The Autauga-Prattville Library Board resigned en masse at the end of last year in protest of the county commission making an appointment to the board without consulting them. Subsequent appointments all favored Clean Up Alabama.

One member appointed by the city council late last year, Christie Sellers, resigned in a letter sent before the Feb. 8 meeting.

“The library should be a sanctuary for intellectual and literary freedom, providing diverse perspectives and ideas that equally represent a cross-section of the population and not a single-minded posture based on a political agenda,” Sellers wrote. “Unfortunately, it appears that the current board is veering away from this fundamental principle, favoring a course of action that compromises the very essence of these democratic values.”

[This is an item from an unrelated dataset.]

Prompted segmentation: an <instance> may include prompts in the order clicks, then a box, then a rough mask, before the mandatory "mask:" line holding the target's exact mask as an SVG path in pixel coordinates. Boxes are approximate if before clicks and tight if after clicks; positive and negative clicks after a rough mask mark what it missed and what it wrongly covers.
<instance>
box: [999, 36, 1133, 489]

She also took issue with the selection criteria, which she said, “evokes blatant censorship of books within our current library collection. Censorship of this nature is a direct violation of the trust bestowed upon the Library Board by the community.”

Opposition

Read Freely Alabama objects to both the policies and the manner in which they were adopted. Hayden said it represents not only a clear free speech violation but puts the library in a strange position.

“Books like ‘Heather Has Two Mommies’ and a book with two male penguins, they raise an egg together, those books are now going to be in the adult section, oddly enough,” she said. “Which means now little children will have to go into the adult section where all the sexually explicit books actually are to access their ‘Heather Has Two Mommies.’”

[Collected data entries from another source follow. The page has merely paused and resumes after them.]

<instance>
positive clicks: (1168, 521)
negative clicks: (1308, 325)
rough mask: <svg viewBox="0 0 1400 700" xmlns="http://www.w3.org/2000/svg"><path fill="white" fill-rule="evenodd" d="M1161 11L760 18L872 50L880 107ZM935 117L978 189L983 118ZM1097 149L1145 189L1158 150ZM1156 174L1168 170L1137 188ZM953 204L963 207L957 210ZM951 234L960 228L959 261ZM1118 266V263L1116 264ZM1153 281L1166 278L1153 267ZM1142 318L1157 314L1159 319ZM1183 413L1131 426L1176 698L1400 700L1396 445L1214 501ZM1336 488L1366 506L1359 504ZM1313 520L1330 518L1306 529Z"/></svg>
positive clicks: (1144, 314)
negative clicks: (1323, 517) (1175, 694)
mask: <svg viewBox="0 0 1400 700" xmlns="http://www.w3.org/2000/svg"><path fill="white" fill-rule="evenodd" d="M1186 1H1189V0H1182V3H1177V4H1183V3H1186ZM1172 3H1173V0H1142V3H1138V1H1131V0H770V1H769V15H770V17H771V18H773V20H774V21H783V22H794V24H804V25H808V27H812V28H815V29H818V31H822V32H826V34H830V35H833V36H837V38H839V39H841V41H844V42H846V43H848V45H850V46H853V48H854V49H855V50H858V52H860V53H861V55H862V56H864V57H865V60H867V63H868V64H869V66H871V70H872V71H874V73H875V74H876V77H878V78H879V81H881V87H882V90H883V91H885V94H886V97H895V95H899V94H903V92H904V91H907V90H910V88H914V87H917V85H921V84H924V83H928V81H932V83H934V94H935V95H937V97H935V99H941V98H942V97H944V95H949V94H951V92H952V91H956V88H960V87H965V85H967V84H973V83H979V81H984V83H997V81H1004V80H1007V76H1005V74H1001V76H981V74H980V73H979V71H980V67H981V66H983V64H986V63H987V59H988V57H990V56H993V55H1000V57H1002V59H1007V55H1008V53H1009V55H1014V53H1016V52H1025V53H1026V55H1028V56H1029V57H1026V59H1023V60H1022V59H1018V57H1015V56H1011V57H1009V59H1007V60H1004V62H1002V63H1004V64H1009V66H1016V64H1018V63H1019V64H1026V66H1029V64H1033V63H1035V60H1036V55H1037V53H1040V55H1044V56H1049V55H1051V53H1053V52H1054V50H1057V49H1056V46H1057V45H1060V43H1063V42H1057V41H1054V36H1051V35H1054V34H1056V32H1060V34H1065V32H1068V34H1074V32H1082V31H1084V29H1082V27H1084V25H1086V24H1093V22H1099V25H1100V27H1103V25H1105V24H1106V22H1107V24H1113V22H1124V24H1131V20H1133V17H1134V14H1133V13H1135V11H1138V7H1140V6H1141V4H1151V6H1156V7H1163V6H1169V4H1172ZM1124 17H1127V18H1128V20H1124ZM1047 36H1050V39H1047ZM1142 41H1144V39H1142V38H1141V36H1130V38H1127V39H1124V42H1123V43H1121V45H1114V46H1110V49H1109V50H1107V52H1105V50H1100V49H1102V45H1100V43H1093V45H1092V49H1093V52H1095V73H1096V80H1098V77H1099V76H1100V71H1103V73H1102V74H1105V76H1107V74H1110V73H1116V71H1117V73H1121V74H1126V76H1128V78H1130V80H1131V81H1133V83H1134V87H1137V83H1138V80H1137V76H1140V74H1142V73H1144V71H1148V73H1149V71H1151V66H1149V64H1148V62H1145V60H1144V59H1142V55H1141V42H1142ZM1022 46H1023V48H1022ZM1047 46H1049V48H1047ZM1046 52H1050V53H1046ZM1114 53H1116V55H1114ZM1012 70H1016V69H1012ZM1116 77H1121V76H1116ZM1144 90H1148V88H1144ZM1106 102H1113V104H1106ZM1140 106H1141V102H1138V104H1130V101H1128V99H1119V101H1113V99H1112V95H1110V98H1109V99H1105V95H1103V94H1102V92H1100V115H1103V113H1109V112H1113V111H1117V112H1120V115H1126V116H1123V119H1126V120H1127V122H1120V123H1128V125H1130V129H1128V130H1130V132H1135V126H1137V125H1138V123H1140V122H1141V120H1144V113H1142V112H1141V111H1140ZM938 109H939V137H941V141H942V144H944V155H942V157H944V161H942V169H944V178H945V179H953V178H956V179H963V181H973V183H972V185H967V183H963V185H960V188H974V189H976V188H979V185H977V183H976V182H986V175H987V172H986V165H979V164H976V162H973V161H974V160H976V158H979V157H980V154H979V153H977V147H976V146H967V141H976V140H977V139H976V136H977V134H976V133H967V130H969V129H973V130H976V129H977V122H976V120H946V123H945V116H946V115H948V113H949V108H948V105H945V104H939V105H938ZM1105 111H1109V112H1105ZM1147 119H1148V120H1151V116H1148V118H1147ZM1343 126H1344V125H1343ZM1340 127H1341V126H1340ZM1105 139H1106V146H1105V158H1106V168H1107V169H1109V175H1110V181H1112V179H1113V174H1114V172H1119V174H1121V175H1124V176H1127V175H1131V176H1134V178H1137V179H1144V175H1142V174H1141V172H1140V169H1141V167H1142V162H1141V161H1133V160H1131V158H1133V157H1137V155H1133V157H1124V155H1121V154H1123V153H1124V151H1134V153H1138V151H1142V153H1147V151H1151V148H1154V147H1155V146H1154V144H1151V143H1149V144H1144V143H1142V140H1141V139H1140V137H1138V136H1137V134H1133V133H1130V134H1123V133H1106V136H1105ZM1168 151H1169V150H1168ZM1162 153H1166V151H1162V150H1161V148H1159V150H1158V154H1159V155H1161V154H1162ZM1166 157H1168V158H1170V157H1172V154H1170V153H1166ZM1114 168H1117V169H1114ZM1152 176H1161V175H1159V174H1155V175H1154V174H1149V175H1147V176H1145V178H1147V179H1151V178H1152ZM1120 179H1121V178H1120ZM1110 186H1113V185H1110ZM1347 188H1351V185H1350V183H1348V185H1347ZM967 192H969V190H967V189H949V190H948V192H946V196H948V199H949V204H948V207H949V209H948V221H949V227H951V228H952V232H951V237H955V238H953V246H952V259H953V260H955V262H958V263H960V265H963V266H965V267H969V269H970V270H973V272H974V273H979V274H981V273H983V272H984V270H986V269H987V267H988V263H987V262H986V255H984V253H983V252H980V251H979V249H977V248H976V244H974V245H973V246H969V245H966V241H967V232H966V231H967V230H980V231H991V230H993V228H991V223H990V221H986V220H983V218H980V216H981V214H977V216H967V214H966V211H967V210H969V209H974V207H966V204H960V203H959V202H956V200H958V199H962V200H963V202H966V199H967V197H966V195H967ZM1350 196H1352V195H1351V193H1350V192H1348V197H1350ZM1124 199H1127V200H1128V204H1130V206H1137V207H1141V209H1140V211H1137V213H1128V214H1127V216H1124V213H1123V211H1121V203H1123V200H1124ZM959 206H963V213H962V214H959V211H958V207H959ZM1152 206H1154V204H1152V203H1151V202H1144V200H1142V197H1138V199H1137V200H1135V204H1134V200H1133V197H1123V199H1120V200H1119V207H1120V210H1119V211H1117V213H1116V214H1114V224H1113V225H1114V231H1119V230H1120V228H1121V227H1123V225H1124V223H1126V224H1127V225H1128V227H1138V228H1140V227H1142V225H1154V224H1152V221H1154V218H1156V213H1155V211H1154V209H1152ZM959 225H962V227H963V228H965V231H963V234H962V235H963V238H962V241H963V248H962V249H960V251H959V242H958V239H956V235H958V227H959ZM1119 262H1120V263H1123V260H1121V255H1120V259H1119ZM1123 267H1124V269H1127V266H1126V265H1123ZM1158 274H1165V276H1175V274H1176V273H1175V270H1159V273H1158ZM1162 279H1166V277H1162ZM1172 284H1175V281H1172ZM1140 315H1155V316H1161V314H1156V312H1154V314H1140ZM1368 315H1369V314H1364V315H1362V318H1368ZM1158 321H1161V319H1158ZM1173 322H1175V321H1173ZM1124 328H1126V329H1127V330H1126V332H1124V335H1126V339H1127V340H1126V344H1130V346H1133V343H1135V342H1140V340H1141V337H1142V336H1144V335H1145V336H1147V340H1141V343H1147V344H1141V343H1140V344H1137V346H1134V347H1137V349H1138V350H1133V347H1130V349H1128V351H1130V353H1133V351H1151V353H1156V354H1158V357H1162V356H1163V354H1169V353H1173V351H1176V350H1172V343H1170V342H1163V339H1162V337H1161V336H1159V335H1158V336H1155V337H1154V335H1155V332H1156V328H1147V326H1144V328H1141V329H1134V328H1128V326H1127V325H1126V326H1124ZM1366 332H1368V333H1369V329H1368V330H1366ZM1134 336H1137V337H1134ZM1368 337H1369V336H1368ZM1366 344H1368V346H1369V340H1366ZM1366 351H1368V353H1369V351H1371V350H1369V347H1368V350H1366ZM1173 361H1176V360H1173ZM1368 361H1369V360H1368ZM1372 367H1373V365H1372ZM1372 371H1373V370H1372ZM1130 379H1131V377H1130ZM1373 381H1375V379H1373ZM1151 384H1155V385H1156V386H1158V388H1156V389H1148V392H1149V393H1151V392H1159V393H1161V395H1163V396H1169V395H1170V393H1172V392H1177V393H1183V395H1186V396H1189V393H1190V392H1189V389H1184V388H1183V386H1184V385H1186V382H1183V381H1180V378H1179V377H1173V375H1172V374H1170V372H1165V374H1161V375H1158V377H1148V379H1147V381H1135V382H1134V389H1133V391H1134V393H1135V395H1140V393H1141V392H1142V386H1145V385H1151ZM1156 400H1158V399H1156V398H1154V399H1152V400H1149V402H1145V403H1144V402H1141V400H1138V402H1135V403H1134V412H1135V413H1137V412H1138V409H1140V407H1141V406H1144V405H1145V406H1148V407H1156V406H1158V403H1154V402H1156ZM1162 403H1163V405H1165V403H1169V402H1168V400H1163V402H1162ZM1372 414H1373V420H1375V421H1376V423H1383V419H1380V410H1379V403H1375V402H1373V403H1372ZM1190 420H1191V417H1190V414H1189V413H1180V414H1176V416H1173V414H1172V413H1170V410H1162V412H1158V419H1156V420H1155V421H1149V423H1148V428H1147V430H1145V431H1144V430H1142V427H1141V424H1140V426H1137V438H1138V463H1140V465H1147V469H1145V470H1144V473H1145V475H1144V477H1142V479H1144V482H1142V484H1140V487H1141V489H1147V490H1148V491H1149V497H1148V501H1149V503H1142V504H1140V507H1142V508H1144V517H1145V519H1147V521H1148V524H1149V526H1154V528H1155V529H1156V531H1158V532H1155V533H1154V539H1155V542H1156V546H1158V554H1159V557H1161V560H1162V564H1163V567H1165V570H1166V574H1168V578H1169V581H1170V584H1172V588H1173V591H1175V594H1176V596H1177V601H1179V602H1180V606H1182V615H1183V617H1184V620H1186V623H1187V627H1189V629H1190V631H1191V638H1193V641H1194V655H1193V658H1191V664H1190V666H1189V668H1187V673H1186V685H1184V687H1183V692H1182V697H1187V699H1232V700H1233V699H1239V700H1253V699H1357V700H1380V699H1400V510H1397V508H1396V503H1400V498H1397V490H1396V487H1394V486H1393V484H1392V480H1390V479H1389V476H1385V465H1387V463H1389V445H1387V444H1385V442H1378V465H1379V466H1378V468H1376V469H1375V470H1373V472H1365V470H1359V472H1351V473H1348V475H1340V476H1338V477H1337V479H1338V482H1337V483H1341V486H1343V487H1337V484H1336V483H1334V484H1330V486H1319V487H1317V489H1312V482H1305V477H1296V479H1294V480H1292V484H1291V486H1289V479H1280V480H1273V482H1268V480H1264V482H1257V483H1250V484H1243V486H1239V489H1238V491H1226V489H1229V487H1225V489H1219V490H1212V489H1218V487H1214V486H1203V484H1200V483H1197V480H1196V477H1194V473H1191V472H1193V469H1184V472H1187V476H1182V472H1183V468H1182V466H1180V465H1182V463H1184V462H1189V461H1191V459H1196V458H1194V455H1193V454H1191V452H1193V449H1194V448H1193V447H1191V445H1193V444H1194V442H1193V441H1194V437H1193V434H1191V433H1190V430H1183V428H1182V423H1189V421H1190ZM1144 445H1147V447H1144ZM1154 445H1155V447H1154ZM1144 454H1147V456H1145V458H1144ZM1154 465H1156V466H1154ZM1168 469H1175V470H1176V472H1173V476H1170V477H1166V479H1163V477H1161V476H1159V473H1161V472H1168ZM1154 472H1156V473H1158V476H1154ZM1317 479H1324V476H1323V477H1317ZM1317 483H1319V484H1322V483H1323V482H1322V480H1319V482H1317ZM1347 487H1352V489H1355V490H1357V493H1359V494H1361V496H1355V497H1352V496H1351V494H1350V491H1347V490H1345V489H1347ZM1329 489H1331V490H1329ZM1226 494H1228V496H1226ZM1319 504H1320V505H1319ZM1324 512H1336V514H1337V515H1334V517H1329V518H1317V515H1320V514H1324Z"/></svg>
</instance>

The group also objected to the policies the board codified earlier this month, arguing the way they were adopted was vague and gave no clear sense of how existing by-laws were reviewed or amended.

A shelf of books
Signs are posted in the young adult section of the Autauga-Prattville Public Library on Feb. 23, 2024. (Ralph Chapoco/ Alabama Reflector)

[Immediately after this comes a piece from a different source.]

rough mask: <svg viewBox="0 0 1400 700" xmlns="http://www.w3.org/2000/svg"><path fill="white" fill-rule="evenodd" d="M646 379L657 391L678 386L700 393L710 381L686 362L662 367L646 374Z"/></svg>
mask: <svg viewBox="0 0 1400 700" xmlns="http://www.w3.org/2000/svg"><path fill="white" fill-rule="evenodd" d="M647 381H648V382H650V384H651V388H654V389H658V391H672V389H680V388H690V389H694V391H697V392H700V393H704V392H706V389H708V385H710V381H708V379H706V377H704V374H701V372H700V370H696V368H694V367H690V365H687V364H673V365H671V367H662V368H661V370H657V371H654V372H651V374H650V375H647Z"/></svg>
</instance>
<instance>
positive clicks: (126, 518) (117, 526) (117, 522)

The new bylaws and policies are the work of two members of the board appointed by the county at the end of 2023, Rachel Daniels and David Darr.  According to Darr, the two sent their drafts to the group before the meeting. He and Daniels sent out their drafts before the meeting after receiving ideas from other members of the board about what should be included, as well as input from the city attorney.

“I got the ball rolling on the bylaws, and she got the ball rolling on the policies,” Darr said in an interview after the February meeting concluded.

Read Freely Alabama believes the process sidestepped the accepted process for revising or updating policies for the library.

“They did not engage with any library experts in Prattville,” Hayden said. “They did not engage the staff or the library director of the Prattville library, which resulted in policies that ran contrary to the ideals of constitutional librarianship. And it would seem they allowed Clean Up Alabama to have undue influence.”

Board members said they followed the appropriate process for developing the bylaws and the policies for the library they voted to approve during the meeting.

“I am very familiar with the law and the meeting, there was not a violation there,” Clark said. “I am also very familiar with the policies and the bylaws, there was not a violation there either.”

The policy allows staff to remove books that meet the criteria. Books remaining that board members identify as sexually explicit will be labeled with a red warning sticker “prominently on the binding of any book.”

For Hayden, the books that Clean Up Alabama are targeting have a role to play in society and belong on the shelves of the local library because they meet the needs of some in the community.

“The public library is supposed to be there to serve all taxpayers,” she said. “I am a taxpayer. I have a daughter who is openly gay, and she should be able to go in and access books that represent her, her family. Gay partners with children should be able to go into the library and find books that look like their family, and to prohibit them from doing that is clearly unconstitutional.”